As much as we may not enjoy it, I think our species is hard-wired for change.
We start changing as soon as we are born and our changes are generally praised by the adults that surround us: our first steps, our first words, our first changes. In order to survive, we have to change. We have to learn how to take our first breath of air, give our first yell and learn to signal we are hungry or thirsty before we can do anything. And then we learn to walk, and play nicely with others, and share, and learn to learn. All changes.

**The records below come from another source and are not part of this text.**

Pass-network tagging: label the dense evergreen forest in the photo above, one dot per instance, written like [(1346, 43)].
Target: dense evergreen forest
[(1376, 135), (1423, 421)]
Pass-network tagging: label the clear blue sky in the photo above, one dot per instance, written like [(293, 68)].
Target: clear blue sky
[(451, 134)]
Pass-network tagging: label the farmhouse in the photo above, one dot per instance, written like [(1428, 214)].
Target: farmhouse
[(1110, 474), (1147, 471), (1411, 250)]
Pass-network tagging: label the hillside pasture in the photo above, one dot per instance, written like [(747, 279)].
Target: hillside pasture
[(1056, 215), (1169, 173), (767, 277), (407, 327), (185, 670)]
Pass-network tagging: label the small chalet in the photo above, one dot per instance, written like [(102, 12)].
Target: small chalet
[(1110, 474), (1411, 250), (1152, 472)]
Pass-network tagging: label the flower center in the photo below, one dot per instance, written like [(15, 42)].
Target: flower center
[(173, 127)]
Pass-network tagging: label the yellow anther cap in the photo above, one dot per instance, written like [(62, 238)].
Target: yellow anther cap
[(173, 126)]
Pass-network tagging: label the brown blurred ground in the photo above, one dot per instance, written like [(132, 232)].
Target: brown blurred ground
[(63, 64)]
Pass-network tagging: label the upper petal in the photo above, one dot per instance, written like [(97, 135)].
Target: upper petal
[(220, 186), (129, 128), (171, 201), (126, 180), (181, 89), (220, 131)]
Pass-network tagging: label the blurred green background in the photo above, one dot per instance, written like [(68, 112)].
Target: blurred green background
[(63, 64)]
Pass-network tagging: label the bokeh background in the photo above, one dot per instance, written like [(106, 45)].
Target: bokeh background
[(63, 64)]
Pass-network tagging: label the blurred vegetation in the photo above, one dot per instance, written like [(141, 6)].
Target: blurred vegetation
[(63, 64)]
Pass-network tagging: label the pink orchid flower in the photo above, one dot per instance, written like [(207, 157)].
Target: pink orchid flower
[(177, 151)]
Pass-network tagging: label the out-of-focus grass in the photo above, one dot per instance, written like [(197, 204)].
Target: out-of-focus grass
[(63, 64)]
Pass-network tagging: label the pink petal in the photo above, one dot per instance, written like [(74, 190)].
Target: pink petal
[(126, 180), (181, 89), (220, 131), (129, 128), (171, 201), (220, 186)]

And then something happens and we begin to think about change less as something ordinary, and normal, and a part of ageing and time passing, and of being human and, instead, something with a capital C. And we go into the workplace where we have other capitalised terms like Change Management and Change Curves and Change Agents. And it all sounds so sophisticated and important that I think we end up thinking it is something special and unusual. And management lament when we are poor at change and we believe that some of us are better at change and some of us are change averse and somewhere else upon the change curve than we ought to be. But no matter how adroit we and and others believe us to be at it, each and every one of us is changing with every second that ticks past.
I am about to change the city in which I live. And the country. And my job. And what it mostly comes down to is packing one box at a time and appreciating that, for every one thing I bid goodbye, its equal and opposite hello lies in wait.
Whatever change may bring, one thing is certain: change will happen whether we like it or not.